# Materialize the probabilistic model of LUBM1 and query it

In [13]:
import sys
sys.path.insert(0, 'glog-python/build/')
import tgs
import json
from IPython.display import JSON

In [14]:
loglevel = 2 # INFO level
main_dir = 'TGs/lubm/lubm_1/'

In [15]:
import os
os.chdir(main_dir)

Load the EDB layer

In [16]:
edb_file = 'edb.conf'
layer = tgs.EDBLayer(edb_file)

Load the program

In [17]:
program = tgs.Program(layer)
rules = 'TGs/lubm/rules/LUBM_L_csv.dlog'
program.load_from_file(rules)
print("Number of rules", program.get_n_rules())

Number of rules 127


In [19]:
chaseProcedure = "probtgchase" # If you want to use the standard chase, use "tgchase"
typeProv = "FULLPROV"

reasoner = tgs.Reasoner(chaseProcedure, layer, program, typeProv=typeProv, edbCheck=False, queryCont=False)
statistics = reasoner.create_model(0)
print(statistics)

{"max_mem_mb" : "10623.367188","n_derivations" : "7957292","n_edges" : "870","n_nodes" : "411","n_triggers" : "16942486","runtime_ms" : "7462.180587","steps" : "10"}


We can retrieve the trigger graph (TG) that we just computed as follows

In [20]:
tg = reasoner.get_TG()

Now, we add a rule that specifies the query that we want to execute. This command returns the ID of the rule that we just added

In [21]:
queries = [
"Q1(X) :- GraduateStudent(X), takesCourse(X,C), mgc_q01_fb(C)", 
"Q2(X,Y,Z) :- Department(Z), subOrganizationOf(Z,Y), University(Y), undergraduateDegreeFrom(X,Y), GraduateStudent(X), memberOf(X,Z)",  
"Q3(X) :- Publication(X), publicationAuthor(X,C), mgc_q03_fb(C)", 
"Q4(X,Y1,Y2,Y3) :- worksFor(X,C), mgc_q04_ffffb(C), Professor(X), name(X,Y1), emailAddress(X,Y2), telephone(X,Y3)", 
"Q5(X) :- memberOf(X,C), mgc_q05_fb(C), Person(X)", 
"Q6(X) :-  Student(X)", 
"Q7(X,Y) :- teacherOf(C,Y), mgc_q07_ffb(C), Course(Y), takesCourse(X,Y), Student(X)", 
"Q8(X,Y,Z) :- subOrganizationOf(Y,C), mgc_q08_fffb(C), Department(Y), memberOf(X,Y), Student(X), emailAddress(X,Z)", 
"Q9(X,Y,Z) :- Course(Z), takesCourse(X,Z), teacherOf(Y,Z), advisor(X,Y), Student(X), Faculty(Y)", 
"Q10(X) :- takesCourse(X,C), mgc_q10_fb(C), Student(X)", 
"Q11(X) :- subOrganizationOf(X,C), mgc_q11_fb(C), ResearchGroup(X)", 
"Q12(X,Y) :- subOrganizationOf(Y,C), mgc_q12_ffb(C), Department(Y), worksFor(X,Y), Chair(X)", 
"Q13(X) :-hasAlumnus(C,X), mgc_q13_fb(C), Person(X)", 
"Q14(X) :- UndergraduateStudent(X)"
]  

In [22]:
newRuleId = program.add_rule(queries[0])

In [23]:
ts, stats_query = reasoner.execute_rule(newRuleId)

In [24]:
n_answers = ts.get_n_facts()
print("The rule that we executed returnd {:n} answers".format(n_answers))

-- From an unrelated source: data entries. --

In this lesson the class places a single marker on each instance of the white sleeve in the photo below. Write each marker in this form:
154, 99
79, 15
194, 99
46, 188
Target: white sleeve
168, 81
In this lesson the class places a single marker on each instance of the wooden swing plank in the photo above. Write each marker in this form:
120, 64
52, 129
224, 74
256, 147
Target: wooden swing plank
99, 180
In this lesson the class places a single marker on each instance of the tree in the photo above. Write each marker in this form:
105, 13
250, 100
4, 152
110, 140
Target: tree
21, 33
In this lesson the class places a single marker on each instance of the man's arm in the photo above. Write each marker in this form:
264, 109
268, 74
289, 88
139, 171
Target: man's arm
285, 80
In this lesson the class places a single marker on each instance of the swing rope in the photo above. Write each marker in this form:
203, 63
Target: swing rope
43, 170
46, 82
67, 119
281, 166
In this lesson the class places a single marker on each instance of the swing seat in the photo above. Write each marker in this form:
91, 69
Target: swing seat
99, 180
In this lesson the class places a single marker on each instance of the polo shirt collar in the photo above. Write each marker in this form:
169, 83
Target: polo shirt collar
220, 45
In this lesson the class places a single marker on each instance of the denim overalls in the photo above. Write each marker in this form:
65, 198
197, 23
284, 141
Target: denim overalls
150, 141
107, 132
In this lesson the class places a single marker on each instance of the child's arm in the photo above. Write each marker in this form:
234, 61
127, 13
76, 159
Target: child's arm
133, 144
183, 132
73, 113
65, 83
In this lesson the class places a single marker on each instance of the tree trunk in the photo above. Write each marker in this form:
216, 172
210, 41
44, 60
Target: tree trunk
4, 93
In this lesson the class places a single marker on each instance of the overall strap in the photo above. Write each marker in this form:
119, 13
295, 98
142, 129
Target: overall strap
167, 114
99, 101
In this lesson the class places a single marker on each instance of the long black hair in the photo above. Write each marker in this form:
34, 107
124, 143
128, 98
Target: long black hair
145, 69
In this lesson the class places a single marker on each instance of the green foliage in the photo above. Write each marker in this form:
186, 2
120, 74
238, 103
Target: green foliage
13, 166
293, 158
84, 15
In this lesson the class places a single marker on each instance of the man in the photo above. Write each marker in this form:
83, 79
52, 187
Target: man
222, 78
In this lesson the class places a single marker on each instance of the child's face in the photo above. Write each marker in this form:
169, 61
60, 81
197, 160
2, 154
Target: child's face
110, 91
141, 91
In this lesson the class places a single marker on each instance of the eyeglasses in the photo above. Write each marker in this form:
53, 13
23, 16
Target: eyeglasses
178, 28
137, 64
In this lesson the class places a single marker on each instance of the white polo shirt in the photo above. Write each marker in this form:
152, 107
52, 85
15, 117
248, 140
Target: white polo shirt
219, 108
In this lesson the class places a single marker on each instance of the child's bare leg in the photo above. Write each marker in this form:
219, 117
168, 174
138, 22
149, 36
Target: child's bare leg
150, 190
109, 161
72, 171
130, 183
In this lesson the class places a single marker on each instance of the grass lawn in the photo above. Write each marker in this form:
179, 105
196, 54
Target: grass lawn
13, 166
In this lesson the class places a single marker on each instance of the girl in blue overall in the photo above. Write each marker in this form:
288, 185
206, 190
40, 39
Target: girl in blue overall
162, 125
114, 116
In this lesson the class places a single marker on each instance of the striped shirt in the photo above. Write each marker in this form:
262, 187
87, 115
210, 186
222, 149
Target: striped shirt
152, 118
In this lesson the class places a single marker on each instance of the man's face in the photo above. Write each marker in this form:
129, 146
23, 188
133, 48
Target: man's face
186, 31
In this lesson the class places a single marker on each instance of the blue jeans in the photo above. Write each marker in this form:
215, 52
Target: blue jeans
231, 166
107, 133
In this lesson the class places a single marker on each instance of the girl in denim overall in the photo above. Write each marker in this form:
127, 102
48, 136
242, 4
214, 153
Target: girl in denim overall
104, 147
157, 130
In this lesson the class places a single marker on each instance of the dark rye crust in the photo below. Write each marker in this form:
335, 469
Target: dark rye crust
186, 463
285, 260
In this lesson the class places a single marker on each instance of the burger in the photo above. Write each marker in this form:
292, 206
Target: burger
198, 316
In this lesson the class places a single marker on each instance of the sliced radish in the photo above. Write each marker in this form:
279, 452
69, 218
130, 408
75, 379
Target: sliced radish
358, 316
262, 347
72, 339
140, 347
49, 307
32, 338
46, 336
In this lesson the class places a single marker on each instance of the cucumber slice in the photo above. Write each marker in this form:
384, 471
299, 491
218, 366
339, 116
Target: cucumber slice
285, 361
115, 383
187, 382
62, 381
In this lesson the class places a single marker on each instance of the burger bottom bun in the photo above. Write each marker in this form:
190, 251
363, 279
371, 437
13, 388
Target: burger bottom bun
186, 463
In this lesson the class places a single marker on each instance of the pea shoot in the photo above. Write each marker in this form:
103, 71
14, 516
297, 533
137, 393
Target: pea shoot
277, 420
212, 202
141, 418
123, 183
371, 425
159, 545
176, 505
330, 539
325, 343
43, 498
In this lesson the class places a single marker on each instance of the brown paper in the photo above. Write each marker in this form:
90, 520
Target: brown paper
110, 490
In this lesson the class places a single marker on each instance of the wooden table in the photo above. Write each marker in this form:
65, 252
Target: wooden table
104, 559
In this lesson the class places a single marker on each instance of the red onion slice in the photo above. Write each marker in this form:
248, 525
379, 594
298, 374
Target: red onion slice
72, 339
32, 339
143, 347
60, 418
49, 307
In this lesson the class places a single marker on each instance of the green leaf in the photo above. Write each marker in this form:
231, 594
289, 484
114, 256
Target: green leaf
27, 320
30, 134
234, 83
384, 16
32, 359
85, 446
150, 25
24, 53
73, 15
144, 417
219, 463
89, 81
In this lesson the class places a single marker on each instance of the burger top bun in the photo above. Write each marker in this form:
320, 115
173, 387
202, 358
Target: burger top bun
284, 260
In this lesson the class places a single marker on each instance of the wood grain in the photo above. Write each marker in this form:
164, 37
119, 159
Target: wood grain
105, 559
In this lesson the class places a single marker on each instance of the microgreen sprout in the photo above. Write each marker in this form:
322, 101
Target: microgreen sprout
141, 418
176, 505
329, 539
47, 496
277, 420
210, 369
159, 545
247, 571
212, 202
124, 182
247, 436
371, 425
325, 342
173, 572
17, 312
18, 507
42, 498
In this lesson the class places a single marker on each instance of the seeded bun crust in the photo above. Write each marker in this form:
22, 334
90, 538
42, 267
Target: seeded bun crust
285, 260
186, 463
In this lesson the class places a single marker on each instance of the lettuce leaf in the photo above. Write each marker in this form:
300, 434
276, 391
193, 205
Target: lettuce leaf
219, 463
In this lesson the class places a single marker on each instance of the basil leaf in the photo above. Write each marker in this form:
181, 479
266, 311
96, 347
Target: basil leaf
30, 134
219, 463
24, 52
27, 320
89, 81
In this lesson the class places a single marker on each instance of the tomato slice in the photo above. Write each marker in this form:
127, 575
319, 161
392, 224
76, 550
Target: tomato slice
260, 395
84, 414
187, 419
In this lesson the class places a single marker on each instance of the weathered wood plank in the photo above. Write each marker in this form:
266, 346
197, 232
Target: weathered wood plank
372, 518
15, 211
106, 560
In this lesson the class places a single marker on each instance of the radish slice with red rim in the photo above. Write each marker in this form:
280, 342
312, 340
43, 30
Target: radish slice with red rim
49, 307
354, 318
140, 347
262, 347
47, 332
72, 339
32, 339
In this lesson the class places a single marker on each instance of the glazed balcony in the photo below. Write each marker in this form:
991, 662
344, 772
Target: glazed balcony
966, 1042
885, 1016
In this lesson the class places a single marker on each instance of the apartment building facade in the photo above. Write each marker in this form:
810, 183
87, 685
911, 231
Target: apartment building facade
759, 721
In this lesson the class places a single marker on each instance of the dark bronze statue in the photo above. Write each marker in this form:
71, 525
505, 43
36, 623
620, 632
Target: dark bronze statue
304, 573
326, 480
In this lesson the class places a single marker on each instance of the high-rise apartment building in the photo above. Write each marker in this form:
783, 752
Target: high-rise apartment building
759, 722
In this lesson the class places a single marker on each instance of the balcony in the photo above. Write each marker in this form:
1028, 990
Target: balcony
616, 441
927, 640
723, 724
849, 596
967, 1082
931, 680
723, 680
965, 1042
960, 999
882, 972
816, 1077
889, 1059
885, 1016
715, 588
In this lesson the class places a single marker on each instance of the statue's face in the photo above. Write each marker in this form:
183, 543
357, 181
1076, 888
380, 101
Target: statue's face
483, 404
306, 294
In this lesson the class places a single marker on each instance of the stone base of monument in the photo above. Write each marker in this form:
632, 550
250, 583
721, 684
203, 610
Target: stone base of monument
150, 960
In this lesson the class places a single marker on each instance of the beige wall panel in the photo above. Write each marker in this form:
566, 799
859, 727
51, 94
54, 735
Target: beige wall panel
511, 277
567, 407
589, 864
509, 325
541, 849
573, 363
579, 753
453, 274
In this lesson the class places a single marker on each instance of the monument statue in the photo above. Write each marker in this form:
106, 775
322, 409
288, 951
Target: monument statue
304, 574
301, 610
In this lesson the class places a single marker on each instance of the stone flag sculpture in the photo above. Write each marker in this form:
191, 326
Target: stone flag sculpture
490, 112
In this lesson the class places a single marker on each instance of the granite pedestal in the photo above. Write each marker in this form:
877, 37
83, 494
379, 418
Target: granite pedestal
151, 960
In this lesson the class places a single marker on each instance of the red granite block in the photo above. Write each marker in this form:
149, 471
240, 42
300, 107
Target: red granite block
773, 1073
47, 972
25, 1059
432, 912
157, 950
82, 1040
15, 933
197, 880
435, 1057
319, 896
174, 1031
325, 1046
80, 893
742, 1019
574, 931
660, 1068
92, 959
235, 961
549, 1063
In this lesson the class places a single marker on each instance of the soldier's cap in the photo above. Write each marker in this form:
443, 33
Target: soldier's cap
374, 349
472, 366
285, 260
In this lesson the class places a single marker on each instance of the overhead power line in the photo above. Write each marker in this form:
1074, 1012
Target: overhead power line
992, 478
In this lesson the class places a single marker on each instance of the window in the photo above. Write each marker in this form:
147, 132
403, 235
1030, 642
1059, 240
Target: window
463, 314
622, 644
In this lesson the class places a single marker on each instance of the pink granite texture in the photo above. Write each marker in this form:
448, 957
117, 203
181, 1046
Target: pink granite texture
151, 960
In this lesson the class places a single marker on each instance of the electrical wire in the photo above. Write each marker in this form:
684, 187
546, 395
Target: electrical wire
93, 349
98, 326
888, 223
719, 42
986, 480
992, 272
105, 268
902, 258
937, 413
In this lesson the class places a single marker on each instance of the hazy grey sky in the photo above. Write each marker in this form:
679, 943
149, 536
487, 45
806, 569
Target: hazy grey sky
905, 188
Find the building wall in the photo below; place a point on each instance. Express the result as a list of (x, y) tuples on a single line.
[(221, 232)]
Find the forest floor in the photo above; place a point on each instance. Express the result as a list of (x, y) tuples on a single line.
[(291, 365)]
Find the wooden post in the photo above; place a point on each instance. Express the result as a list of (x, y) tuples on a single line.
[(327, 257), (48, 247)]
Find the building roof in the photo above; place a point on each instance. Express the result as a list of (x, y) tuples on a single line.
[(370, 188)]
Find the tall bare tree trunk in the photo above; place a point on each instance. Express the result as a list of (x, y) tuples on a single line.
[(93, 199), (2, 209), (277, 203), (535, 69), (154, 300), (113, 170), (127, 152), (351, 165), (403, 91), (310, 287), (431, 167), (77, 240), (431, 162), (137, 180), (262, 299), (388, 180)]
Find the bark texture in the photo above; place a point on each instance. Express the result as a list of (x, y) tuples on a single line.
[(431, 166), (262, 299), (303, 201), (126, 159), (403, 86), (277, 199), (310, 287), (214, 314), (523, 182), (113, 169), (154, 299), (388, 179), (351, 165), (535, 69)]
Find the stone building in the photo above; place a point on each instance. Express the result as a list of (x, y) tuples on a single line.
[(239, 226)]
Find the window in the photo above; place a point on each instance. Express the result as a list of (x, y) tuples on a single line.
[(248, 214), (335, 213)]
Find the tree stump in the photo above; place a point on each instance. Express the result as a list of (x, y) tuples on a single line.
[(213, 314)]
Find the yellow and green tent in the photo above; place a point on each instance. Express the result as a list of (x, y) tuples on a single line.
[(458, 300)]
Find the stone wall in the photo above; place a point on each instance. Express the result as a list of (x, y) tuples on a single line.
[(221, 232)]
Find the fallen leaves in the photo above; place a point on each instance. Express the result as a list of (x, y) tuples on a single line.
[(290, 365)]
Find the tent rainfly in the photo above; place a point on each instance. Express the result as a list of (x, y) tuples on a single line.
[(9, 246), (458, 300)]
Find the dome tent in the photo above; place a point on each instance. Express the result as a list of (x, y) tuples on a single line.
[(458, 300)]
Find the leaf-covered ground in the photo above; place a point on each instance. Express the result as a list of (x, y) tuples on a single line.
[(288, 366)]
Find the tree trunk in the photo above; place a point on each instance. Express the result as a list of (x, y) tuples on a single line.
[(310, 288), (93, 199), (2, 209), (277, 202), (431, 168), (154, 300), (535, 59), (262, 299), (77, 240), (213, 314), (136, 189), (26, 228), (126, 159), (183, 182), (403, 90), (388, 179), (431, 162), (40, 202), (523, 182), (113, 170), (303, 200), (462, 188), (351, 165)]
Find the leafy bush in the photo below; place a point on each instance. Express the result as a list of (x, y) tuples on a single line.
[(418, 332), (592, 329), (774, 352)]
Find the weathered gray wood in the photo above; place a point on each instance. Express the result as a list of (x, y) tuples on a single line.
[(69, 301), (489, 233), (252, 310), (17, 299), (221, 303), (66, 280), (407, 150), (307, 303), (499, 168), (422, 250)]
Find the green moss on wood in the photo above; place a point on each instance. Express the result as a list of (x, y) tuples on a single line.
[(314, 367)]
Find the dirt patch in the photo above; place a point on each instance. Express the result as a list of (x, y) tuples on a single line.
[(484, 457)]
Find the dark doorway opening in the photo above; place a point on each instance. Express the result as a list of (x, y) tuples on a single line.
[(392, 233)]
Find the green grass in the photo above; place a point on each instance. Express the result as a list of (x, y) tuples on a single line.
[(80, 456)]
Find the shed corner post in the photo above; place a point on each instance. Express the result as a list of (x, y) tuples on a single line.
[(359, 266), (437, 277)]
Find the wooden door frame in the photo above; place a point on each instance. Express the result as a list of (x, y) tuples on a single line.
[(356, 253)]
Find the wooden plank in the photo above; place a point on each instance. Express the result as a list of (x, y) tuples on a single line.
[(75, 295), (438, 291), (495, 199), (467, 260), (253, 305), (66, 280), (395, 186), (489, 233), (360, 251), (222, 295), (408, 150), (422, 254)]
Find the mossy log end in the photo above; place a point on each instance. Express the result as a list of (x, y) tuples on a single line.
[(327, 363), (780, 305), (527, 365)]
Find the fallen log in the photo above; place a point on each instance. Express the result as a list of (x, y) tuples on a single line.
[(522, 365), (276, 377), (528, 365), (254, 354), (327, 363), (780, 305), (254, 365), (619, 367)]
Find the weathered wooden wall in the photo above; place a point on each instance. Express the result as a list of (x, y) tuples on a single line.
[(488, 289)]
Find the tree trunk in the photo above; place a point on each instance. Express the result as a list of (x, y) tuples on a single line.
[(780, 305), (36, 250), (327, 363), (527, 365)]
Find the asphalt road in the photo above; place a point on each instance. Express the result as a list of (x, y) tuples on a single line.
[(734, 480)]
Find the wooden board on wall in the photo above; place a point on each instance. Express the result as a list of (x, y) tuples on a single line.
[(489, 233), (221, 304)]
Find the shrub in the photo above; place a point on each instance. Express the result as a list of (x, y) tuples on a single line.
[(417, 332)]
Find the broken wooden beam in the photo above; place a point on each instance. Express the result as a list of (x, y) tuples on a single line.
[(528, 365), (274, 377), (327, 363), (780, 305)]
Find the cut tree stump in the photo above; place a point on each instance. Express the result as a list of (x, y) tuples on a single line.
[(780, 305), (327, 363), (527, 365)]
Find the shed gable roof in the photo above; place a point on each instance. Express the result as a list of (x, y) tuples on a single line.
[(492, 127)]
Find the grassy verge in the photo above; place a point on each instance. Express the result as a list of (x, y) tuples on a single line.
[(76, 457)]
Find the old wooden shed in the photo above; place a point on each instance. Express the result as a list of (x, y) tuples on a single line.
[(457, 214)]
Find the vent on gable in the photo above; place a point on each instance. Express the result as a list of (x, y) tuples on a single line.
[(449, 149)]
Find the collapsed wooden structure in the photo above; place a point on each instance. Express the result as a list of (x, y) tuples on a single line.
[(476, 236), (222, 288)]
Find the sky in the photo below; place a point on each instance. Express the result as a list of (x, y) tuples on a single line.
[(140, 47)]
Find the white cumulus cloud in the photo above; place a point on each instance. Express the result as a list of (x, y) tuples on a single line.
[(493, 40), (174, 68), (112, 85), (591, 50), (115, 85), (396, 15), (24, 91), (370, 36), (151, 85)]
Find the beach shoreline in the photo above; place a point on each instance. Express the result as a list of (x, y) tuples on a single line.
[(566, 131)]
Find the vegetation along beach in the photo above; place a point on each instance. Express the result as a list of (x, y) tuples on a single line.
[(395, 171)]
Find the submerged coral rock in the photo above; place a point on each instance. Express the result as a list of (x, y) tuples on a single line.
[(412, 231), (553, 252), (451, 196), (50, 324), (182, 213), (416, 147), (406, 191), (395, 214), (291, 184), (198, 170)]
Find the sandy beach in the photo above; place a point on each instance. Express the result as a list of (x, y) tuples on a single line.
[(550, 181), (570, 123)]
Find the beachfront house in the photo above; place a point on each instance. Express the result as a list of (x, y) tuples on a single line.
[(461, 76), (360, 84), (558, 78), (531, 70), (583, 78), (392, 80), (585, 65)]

The rule that we executed returnd 4 answers


Additional statistics collected during the execution of the rule:

In [25]:
print(stats_query)

{'n_answers': 4, 'runtime_ms': 4.591233}


In order to query the TG or the answers of a query, we create a special object. We can also use the same object to compute the derivation trees of each fact

In [26]:
querier = tgs.Querier(tg)

Print the answers of the new rule that we just executed

In [27]:
for i in range(n_answers):
    sFact = querier.get_fact_in_TupleSet(ts,i)
    print("Answers {:n}: {})".format(i, str(sFact)))

Answers 0: ['Department0-University0-GraduateStudent44'])
Answers 1: ['Department0-University0-GraduateStudent101'])
Answers 2: ['Department0-University0-GraduateStudent124'])
Answers 3: ['Department0-University0-GraduateStudent142'])


We can check the derivation tree of a certain answer

In [28]:
answerNumber = 3
dertree = querier.get_derivation_tree_in_TupleSet(ts, answerNumber)
dertree = json.loads(dertree)
display(JSON(dertree, expanded=True))

<IPython.core.display.JSON object>

We can also retrieve all the nodes with a certain predicate, etc.

In [30]:
nodes = querier.get_node_details_predicate('GraduateStudent')
nodes = json.loads(nodes)
n_answers = 0
for n in nodes:
    n_answers += int(n['n_facts'])
print("The answers are", n_answers, " found in", len(nodes), "nodes.")

The answers are 1874  found in 1 nodes.